Palliative radiation therapy for the head/neck regionMedical editor Jan Folkvard Evensen
Oslo University Hospital
Patients with advanced cancer and short expected survival time may benefit from both symptom-relief and prevention by radiation therapy. In some cases, radiation treatment may also extend survival.
Normal tissue has a greater ability to repair itself between fractionations compared to tumor tissue. Radiation therapy is therefore given with one or few fractions with good effect and little side effects. In this way, a high total dose is given to the tumor tissue but injury to healthy tissue is still limited.
It is very important that acute side effects are minor and of short duration.
Palliative radiation therapy is used both for primary tumors, local recurrence, and metastases.
- Incurable cancer in the head/neck region.
- Clear association between metastasis(es) and symptom(s).
- Relieve symptoms
- Prevent symptoms
|Definitions of target volumes according to ICRU (International Commission on Radiation Units and Measurements)
|CTV (Clinical Target Volume)
||Tissue volume that contains a GTV and/or subclinical microscopic malignant disease, which has to be eliminated.
|ITV (Internal Target Volume)
||Volume encompassing the CTV and IM. (ITV = CTV + IM)
|PTV (Planning Target Volume)
||Geometrical concept. Defined to select appropriate beam sizes and beam arrangements, taking into consideration the net effect of all the possible geometrical variations and inaccuracies in order to ensure that the prescribed dose is actually absorbed in the CTV. Its size and shape depend on the CTV but also on the treatment technique used, to compensate for the effects of organ and patient movement, and inaccuracies in beam and patient setup.
|OAR (Organ at Risk)
||Normal tissues whose radiation sensitivity may significantly influence treatment planning and/or prescribed dose.
|PRV (Planning Organ at Risk Volume)
||Includes margin around the OAR to compensate for changes in shape and internal movement and for set-up variation.
|TV (Treated Volume)
||Volume enclosed by an isodose surface.
|IV (Irradiated Volume)
||The volume that receives a dose that is significant in relation to normal tissue tolerance.
|CI (Conformity Index)
||Relationship between TV and PTV (TV/PTV).
Locoregional radiation therapy
The irradiated volume should be limited to the absolute minimum. This requires CT dose planning for treatment.
Before the first treatment session, a customized plastic mask is made for the patient to immobilize the head/neck area.
A CT examination is then performed while the patient is wearing the mask to label tumor tissue and organs at risk.
In the head/neck region, there are many organs at risk with limited tolerance for radiation, such as the:
- spinal cord
- brain stem
- parotid gland
- optic chiasm
- internal ears
- optic nerves
A uniform dose distribution over the target volume is ideal with complete avoidance of critical organs. In practice, however, this is impossible to achieve. There will always be a compromise between what is possible and desired.

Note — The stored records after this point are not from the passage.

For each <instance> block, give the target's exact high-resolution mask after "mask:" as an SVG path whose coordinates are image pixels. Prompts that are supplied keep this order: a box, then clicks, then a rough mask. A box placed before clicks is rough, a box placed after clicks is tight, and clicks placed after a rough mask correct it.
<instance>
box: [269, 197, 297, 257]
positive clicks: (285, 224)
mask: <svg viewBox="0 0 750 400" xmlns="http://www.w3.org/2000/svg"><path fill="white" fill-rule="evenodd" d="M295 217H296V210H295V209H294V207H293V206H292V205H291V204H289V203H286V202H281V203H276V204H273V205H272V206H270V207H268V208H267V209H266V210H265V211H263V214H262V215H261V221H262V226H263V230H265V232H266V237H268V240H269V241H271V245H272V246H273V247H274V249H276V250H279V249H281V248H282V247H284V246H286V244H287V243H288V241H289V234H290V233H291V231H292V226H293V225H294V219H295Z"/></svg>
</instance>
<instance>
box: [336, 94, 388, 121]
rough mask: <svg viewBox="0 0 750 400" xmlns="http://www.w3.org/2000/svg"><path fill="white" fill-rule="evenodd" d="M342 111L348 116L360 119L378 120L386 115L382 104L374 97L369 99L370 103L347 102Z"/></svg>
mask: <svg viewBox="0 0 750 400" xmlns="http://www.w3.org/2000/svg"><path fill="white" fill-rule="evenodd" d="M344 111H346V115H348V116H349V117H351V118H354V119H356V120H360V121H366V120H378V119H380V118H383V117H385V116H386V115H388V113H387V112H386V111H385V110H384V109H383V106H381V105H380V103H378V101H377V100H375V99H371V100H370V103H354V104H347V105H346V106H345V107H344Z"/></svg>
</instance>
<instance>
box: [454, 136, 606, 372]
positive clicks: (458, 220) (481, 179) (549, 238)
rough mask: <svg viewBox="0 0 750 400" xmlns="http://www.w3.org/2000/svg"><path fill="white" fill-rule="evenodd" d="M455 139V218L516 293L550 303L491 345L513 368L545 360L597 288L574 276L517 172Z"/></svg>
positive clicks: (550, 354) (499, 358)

Preparation for simulation which involves modeling and drawing of radiation fields takes about one week. When this is completed, the patient is ready to start radiation treatment.
Fractionation and total dose will depend on whether the patient has received radiation therapy in the same area previously.
If the problem is locoregional, for example a recurrence, the first attempt will be 20 fractions of 1.5 Gy, 10 fractions per week.
If the tumor responds and the patient tolerates treatment, an additional series with the same fractionation can be attempted after 14 days.
Metastases causing symptoms outside the head/neck region, such as painful bone metastases, can be treated with higher fractions, possibly 10 fractions of 3 Gy.
Most side effects occurring during treament are due to normal organs included in the radiation field. The dose levels used for pure symptom relief are, however, held low to minimize the risk for acute side effects.
The total dose is at a level to minimize the risk for late effects.
Good follow-up is important to achieve adequate relief of symptoms and usually takes placed with the patient's local hospital or primary care doctor.